Accept: Diving Into Sin
There’s a song on ACCEPT’s The Rise Of Chaos album titled Analog Man, which explains a lot about their position in the world. It’s a relatively light-hearted number about trying and failing to keep up with modern technology. Singer Mark Tornillo laments that “my cellphone is smarter than me,” and longs for the days before digital technology took over everything. It’s a song about the intense frustration of feeling left behind, but it’s also not entirely serious and comes across as a very self-deprecating depiction of an older man who can’t get his new laptop to work.
“For all intents and purposes, I am the Analog Man,” Mark laughs when joining us (somewhat ironically) over Zoom. “I hate technology. I’d take this iPhone and throw it in the water, take a time machine back to the seventies and stay there. But it is what it is, you’ve gotta change with the times.”
This theme of being at odds with the contemporary world is one that ACCEPT have tackled before, most noticeably on 2021’s Too Mean To Die. That album had songs that parodied fame-hungry social media influencers and compared phone addiction to a zombie outbreak, but they were always comparatively upbeat. On their seventeenth full-length though, things take a darker edge.
Humanoid has a cynical outlook on how rapidly things are progressing. The artwork features subjugated humans with their heads bowed and a blank-faced, glowing-eyed robot stood over them. It’s reminiscent of bleak, pre-Star Wars science fiction and reflects their fears about AI very well.
“AI is a tool, but it could be used to better humanity or take us off the planet. It depends on who is programming it, who is using it and what it’s being used for,” Mark says. “It’s got a way to go yet, but the prospects are frightening of what it could become. We’ve got programs now that can write the lyrics, write the music, where are bands going to be in ten years? That’s just the music industry, attach AI to something else and I don’t know where we’ll be.”
On the surface, this is unfamiliar territory for ACCEPT. Science fiction isn’t a topic they’ve drawn from much, and the concept of computer programs developing into a threat sounds more like one that FEAR FACTORY would pursue. However, ACCEPT have always had an under-appreciated political side (look closer at the lyrics to Balls To The Wall), and like it or not, AI is no longer a far-off idea. It’s real, it’s being implemented into everyday life and is a hot button issue. Every time a band attempts to use artificially generated artwork, it becomes obvious how deep people’s feelings go.
While Humanoid has an ominous side though, ACCEPT’s signature sense of fun is alive and well. The album deals with weighty issues, but it’s also an absolute blast. Diving Into Sin opens proceedings with upbeat melodies, a big catchy chorus and Wolf Hoffmann’s ever present crunchy guitar riffs. Straight Up Jack is an uncomplicated drinking song, while Unbreakable is an anthemic tribute to the beauty of heavy metal itself. Mark is pushing seventy now, but he’s still in love with his favourite music.

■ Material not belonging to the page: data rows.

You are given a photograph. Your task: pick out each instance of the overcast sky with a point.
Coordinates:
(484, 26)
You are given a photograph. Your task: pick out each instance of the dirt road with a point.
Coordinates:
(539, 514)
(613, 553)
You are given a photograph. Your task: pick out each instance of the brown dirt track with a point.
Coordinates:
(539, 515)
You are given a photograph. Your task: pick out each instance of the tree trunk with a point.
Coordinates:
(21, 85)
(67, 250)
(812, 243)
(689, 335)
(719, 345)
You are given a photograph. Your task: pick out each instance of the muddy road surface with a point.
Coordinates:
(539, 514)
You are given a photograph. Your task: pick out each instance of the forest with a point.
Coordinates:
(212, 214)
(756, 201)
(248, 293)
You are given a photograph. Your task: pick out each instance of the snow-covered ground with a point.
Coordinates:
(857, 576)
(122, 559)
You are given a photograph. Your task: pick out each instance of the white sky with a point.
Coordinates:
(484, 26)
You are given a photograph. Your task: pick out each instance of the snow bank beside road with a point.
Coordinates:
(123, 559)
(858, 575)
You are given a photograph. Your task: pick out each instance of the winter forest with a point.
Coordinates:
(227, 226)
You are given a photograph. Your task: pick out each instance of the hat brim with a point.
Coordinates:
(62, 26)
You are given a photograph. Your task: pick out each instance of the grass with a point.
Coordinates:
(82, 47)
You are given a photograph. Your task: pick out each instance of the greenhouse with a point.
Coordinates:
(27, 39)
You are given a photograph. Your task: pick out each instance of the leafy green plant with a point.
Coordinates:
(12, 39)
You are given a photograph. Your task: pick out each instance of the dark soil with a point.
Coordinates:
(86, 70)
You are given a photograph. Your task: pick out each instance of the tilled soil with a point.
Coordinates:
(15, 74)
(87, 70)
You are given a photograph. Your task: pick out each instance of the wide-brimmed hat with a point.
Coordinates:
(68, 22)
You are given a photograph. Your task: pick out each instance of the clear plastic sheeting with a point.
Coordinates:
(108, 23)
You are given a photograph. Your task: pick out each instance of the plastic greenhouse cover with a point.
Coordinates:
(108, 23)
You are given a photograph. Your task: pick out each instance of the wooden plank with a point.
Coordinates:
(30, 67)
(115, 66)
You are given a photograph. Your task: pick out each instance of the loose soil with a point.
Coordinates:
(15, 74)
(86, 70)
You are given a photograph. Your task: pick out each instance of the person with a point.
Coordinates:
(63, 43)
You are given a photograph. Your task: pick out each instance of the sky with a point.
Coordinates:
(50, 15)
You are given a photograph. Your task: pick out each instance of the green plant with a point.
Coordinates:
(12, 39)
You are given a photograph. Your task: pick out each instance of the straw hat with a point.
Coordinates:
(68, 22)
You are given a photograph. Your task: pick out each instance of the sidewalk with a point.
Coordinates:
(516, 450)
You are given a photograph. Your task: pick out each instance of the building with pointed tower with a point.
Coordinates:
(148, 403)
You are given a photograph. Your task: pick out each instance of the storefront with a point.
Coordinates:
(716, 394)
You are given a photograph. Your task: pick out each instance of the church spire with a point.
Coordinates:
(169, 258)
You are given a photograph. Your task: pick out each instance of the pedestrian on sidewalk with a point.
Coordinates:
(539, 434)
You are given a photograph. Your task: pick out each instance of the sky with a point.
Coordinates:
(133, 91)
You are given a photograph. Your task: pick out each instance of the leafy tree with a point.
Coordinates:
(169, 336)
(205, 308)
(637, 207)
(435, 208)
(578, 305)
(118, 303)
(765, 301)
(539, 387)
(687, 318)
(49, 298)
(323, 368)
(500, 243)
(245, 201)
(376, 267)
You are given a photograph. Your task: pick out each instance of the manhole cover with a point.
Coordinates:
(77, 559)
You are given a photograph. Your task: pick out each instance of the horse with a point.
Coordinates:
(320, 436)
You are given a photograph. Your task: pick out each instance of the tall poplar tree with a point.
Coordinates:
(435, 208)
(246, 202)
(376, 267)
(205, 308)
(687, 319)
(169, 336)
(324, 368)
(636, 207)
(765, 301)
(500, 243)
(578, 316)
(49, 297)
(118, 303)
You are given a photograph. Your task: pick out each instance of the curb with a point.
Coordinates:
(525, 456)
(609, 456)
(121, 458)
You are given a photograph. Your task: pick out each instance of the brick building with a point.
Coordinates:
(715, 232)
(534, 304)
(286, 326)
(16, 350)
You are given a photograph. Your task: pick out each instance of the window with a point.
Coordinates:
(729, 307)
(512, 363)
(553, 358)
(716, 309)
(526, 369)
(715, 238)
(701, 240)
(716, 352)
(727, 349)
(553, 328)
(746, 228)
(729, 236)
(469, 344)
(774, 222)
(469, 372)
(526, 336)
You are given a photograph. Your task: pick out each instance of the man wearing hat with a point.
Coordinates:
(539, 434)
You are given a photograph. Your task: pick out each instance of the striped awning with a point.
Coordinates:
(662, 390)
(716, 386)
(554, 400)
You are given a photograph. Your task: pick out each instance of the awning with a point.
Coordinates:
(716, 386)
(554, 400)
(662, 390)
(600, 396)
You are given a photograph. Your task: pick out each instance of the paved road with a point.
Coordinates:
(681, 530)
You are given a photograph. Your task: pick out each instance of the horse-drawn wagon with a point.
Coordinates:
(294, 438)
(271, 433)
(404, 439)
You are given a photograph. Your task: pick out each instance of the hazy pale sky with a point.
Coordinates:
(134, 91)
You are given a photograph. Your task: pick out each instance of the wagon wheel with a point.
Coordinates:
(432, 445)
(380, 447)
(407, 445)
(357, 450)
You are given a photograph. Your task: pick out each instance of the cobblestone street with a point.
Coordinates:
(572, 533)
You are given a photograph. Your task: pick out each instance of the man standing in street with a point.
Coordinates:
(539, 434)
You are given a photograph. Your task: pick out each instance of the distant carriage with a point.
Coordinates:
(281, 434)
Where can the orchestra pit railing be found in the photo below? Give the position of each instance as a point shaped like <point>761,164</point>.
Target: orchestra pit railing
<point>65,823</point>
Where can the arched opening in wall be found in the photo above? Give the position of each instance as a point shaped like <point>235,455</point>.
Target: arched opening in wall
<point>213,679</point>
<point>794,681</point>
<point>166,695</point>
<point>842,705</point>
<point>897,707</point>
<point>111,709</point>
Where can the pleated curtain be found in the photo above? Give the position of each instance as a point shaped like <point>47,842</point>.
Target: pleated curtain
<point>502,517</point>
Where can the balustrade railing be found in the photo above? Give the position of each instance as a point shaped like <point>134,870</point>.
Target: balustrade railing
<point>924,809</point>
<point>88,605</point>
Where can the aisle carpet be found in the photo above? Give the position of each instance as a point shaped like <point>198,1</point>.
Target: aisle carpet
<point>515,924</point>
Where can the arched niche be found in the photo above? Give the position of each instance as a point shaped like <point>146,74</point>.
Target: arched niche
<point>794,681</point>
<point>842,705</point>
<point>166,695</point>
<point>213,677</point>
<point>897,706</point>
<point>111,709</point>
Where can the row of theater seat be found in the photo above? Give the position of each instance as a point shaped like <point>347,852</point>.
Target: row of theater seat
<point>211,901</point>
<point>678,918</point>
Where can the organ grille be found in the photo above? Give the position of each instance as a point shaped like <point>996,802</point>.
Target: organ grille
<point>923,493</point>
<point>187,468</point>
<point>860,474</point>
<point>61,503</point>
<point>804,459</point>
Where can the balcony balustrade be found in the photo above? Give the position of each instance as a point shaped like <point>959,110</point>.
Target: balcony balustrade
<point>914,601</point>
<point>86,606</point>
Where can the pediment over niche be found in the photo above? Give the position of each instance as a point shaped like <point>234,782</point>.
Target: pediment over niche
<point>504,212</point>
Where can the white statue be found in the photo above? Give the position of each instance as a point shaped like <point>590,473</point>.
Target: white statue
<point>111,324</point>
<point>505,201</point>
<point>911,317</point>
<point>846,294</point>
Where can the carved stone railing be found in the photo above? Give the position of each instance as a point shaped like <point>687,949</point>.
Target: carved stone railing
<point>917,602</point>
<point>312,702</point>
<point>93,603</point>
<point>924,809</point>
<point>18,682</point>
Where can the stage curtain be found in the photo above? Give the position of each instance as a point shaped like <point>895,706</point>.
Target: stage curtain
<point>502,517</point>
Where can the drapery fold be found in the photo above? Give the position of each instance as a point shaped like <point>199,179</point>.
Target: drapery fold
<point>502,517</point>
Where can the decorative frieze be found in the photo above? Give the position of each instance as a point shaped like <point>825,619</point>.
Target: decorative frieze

“Metal is a family, not a fad. It’s something you hold onto, in fact I’d say metal has you, you don’t have metal. I’m no spring chicken, and I still to this day am listening to JUDAS PRIEST, IRON MAIDEN, AC/DC, BLACK SABBATH. I want to hear something heavy. I’ll be at the gym hearing the crap they play on the speakers and asking around like, ‘do you like this shit? You don’t? Why are they playing it?’ Headphones on, bye.”
ACCEPT have carved out a legacy that rivals his favourite bands and could easily have rested on their laurels, but a lot of work has gone into making Humanoid as good as it is. This shouldn’t be surprising; ever since Mark joined during their 2009 comeback, they’ve refused to become a ‘Greatest Hits’ act. Take a look through their setlists and you’ll find as much emphasis on the newer material as on the classics.
“We decided when I first joined the band that we weren’t going to rest on past glory and just play the eighties stuff. We had to be a real band, I don’t think I’d have joined otherwise,” he explains. “It gets more difficult with every album to pick the set, there’s like four or five songs we have to play otherwise we’d never make it out of the shows alive, but we try to mix it up. There’s loads where I’ve thought ‘wow, why didn’t we ever play that one live,’ but you’ve got time constraints. You’ve got to push the latest album and play a few songs from that, then you add the classics and you’re running out of time. But it’s a good position to be in, we’re not stuck for material.”
So even with the number of candles on his birthday cakes reaching fire-hazard levels, there’s an abundance of life and energy left in Mark Tornillo and his bandmates. ACCEPT have always looked to the future, and while they might be more concerned about what awaits mankind, so long as they have gas left in the tank, they’ll keep churning out the tunes.
And in hindsight, given how he was treated online when he first joined the band, it’s a miracle it’s taken fifteen years for him to write about how much technology sucks. “Don’t read the comments. When we first started out, it drove me wild,” he says. “Before Blood Of The Nations came out, there was such a negative attitude towards us and I was getting destroyed. We turned it around once the record came out and the naysayers stopped.”
Humanoid is out now via Napalm Records.